Despite his first professional defeat, Fontaine returned quickly to his original form, winning his next 4 fights. On 8 May 1926, Fontaine had his second attempt at the Canadian middleweight belt which had become vacant. Fought in Ottawa against Henry Henning, Fontaine won the match and the title in the second round with a technical knockout over his opponent. From this point, Fontaine attracted a better class of fighter, beginning with his first fight outside Canada, travelling to Philadelphia in a win over experienced American Bobby Marriott. His biggest fight to date came on 16 August 1926 when Welsh fighter Frank Moody travelled from the U.S. to Canada to face Fontaine. The contest went the distance, with Moody victorious. Fontaine finished the year with two bouts in the U.S., a win over Joe Anderson followed by a points loss to Rocky Smith.

The following year Fontaine travelled widely around the U.S. and Canada fighting with mixed results. His most notable fight that year was against Vincent Forgione, facing him twice in two months. After losing to Forgione by points in their first encounter, Fontaine was knocked out for the first time in his professional career when he faced Forgione for their second contest in July 1927. Fontaine continued fighting in North America over the next four years, and at the end of 1931 he faced Ted Moore, regaining the Canadian middleweight title.

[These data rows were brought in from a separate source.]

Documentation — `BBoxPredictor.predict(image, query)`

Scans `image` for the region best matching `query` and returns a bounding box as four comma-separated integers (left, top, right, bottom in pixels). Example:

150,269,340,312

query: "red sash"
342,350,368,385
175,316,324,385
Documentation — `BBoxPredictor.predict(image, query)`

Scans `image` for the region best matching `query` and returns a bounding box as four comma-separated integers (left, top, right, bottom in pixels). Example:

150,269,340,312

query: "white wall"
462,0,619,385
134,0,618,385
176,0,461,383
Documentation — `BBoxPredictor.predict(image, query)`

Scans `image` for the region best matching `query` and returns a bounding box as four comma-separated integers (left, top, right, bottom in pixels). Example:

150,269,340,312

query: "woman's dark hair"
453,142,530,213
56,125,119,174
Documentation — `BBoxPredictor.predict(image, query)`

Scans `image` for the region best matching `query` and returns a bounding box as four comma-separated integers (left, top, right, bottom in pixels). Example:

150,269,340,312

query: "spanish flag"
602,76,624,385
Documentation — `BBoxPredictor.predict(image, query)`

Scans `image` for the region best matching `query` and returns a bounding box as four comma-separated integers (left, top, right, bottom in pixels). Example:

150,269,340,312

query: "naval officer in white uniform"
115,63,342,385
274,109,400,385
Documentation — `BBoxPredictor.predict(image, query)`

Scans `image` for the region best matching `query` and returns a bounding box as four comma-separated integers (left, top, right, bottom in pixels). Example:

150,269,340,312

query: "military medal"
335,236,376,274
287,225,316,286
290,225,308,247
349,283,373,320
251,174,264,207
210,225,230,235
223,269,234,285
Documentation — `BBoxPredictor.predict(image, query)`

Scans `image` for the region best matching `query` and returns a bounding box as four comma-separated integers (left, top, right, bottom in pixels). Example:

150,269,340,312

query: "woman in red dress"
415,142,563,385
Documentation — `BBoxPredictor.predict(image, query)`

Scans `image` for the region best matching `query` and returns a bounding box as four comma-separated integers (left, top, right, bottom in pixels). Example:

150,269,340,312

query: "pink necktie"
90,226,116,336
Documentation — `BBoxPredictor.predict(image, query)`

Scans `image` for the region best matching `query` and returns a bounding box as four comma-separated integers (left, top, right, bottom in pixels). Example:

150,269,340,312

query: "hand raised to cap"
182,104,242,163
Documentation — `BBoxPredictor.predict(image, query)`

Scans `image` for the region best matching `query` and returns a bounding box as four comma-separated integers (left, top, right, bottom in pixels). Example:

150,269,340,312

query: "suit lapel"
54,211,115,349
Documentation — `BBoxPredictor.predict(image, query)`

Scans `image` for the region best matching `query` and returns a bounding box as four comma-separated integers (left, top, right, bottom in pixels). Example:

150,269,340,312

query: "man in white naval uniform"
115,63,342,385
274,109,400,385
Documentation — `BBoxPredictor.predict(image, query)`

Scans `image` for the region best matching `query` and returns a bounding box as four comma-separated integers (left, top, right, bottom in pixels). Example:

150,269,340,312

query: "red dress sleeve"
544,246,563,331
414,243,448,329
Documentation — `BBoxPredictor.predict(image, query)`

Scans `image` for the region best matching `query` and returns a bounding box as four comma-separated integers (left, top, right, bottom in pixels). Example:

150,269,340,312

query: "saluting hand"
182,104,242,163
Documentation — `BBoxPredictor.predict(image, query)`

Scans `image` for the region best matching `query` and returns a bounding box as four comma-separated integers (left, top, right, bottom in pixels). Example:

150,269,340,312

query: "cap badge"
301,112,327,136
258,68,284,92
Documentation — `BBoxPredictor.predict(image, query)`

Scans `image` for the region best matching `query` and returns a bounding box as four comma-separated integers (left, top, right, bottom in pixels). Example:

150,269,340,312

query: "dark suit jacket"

In early 1931 Fontaine travelled from Canada to the United Kingdom by cattle boat to further his boxing career. Over the next three years Fontaine faced many of Britain's most successful middleweight boxers, including Billy Bird, Jack Casey, Gipsy Daniels, Tommy Farr, Jack Hyams and Harry Mason. From his arrival in the U.K., Fontaine's fight record was good with 23 wins, 4 losses and 3 draws, but from November 1933 his form took a terrible reversal with 4 wins, 16 losses and 2 draws. This string of poor results would later be used as Fontaine's defence during his murder trial, with his defence counsel stating he was "punch drunk" and therefore of diminished responsibility.

==Murder charge and execution==

===Murder of Hilda Meeks===

Although Fontaine had a wife and children back in Canada, he had begun a two-year relationship with 21-year-old Hilda Meeks whilst living in Britain. Bristol-born Meeks was a one-time West End waitress, with dreams of becoming a dancer. Hilda was described by her friends as "flighty". On 10 July 1935, she was caught by Fontaine making a date with another man on the telephone. Fontaine, who was known to drink, confronted Meeks, taking the phone from her and challenged the man she was speaking to. Meeks' mother came into the room to protect her daughter and Fontaine pulled out a revolver. As Meeks ran into the street, Fontaine fatally shot her, he then fired a second shot into her mother. When Sam Meeks, Hilda's father, returned home he saw Fontaine carrying his daughter back into the house. Fontaine stated "I've done for her and done for the old woman", showing that he believed he had killed both women, though in fact the mother had survived.

At the trial Fontaine's defence contended that the boxer was suffering from acute depression and was probably "punch drunk". The defence called upon Ted Lewis, a former welterweight champion, who stated "Del shouldn't have been in the ring at all for his last fight. He wasn't in a fit state. ... As a boxer, he has received more punishment than anyone I have ever seen." Sam Meeks countered the claim believing that Fontaine had thrown his later fights. Fontaine was found guilty and sentenced to death by hanging by Mr Justice Porter.

===Execution===
By the time the execution date had been decided, protests had started pleading for a reprieve. A long petition was delivered, but to no avail. On the morning of 29 October 1935 a crowd gathered outside Wandsworth Prison, hymns were sung and politicians made anti-capital punishment speeches. That morning Fontaine was hanged by Robert Baxter in what was to be his penultimate execution.

Fontaine left a note "Hilda Meeks broke my heart I spent my last cent on her. She turned me against my own wife." A warden at the prison is quoted as saying "He was the bravest fellow we ever saw go to the scaffold."